⑤トランス脂肪酸は、形が直線的に近くなり、融点が上がるのと、それ以外に生理的な影響を持つ。

簡単に書くと上記のようになります。

マーガリンは、本来常温で液体になる二重結合をもつ不飽和脂肪酸をもつ油からつくられています。マーガリンは冷蔵庫から出したばかりでもしばらく室温で放置してもバターより扱いやすいですが、それは油の脂肪酸をコントロールして、適度な割合の脂肪酸に水素添加して飽和脂肪酸にしてあるからです。

水素添加すると一定割合のトランス脂肪酸ができます。トランスとは水素がつく位置のことを指しています。すべての二重結合に水素がつけば、それは飽和脂肪酸です。
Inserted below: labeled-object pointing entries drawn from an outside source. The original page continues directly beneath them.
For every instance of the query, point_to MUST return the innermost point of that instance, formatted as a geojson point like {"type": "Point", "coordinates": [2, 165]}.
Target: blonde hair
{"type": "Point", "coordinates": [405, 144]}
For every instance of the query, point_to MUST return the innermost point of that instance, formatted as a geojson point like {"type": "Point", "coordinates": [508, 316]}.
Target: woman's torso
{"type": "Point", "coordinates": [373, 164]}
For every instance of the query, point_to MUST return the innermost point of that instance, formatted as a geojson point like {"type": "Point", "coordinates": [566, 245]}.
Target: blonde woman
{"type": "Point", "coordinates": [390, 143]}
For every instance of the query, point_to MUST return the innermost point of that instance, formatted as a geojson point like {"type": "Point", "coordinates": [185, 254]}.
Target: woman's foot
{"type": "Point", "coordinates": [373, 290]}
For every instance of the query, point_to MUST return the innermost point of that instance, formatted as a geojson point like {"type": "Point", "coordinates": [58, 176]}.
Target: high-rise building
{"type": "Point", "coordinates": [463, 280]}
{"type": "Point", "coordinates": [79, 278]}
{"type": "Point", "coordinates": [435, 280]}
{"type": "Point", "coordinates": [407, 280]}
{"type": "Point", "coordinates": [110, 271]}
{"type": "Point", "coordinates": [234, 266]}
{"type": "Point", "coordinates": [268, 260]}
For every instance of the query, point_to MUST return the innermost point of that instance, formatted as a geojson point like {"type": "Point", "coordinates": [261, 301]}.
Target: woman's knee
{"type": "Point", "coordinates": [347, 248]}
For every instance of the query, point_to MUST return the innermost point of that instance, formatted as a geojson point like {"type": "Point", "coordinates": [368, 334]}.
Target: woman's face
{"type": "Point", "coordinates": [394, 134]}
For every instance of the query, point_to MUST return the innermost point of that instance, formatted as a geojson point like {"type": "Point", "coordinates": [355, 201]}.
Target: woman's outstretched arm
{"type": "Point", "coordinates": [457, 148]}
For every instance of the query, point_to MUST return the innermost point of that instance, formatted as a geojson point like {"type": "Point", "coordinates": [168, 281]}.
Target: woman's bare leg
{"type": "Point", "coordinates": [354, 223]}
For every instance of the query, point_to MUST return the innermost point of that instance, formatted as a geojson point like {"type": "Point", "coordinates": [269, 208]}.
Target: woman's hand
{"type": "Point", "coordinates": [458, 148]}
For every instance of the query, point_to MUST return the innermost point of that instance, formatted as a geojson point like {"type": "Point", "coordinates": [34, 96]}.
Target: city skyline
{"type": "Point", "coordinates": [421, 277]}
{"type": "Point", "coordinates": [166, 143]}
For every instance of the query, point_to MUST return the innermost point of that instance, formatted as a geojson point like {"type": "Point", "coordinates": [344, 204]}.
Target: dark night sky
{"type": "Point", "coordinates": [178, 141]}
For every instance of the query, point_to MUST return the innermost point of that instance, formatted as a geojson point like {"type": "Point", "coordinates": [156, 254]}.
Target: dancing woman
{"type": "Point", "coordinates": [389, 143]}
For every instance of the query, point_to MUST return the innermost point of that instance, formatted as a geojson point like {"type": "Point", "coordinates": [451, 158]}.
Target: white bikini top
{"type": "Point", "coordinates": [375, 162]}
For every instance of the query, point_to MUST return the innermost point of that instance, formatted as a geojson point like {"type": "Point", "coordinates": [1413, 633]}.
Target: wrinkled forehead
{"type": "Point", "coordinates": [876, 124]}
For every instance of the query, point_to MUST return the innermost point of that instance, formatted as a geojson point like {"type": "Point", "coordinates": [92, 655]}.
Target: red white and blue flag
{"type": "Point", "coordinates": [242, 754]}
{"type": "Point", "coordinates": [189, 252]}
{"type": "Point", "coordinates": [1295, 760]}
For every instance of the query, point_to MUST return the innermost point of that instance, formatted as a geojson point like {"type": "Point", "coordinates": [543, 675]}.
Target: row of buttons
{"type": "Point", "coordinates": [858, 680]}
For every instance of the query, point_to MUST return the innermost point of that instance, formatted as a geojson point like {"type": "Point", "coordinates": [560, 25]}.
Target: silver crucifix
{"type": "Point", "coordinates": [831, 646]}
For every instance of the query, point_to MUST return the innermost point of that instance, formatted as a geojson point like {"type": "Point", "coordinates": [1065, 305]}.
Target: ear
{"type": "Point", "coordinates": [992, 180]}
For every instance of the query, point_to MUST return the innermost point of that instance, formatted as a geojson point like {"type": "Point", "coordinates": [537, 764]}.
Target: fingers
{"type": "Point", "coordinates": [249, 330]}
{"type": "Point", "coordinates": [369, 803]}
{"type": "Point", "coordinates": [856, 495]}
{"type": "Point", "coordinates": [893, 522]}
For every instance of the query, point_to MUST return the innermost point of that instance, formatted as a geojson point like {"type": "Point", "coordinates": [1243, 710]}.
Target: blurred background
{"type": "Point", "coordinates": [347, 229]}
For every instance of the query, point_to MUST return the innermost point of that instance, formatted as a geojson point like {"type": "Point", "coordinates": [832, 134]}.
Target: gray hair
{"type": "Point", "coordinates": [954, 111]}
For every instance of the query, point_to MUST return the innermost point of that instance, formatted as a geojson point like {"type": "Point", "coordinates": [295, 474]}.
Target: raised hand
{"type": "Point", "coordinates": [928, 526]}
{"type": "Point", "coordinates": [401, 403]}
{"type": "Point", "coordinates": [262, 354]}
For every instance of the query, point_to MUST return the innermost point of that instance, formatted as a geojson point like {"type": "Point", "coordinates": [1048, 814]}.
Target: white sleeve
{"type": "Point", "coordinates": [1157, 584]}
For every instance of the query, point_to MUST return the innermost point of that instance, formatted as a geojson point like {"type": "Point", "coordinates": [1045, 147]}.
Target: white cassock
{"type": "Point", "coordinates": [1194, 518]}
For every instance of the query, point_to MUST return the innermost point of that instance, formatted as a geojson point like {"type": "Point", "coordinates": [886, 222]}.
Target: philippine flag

トランス脂肪酸は、形が直線的になるので、融点が上がるのと、生理的な影響を持ちます。

化学構造式を描くならフリーソフトChemSketch(ケムスケッチ)を使おう

私は、フリーソフトのChemSketch(ケムスケッチ)を使って構造式を書いています。このソフトは英語なので、最初ちょっと使い方が分かりにくいです。しかし、解説本があります。

もう10年以上も前に出た本ですが、ChemSketchで書く簡単化学レポートを買ってきました。

まだ普通に入手可能です。この本にもCDがついていますが、本が出版されたのは2004年です。本についているCDを使わずに、上のリンクから最新版をダウンロードして、インストールし、基本的な使い方を本で読むのがよい方法です。

できた構造式は、pngやjpgに変換して保存することができるので、いろいろな文書にも使うことができます。ブドウ糖など最初からテンプレートでついているものもあります。

日本語化できるともっと使いやすくなると思いますが、しばらく使うと慣れて来てあれこれできるようになると思います。私のような文系で50過ぎたオヤジが使っているのですから、若い人ならもっと早く覚えられるでしょう。

ちょっとした画を描くのにも使えます。色も塗れます。

構造式はたいてい画像になっているので、勝手に人が描いたものを持ってきて使ってはいけません。フリーなものなら話は別です。私のも勝手に使わないようにしてくださいね。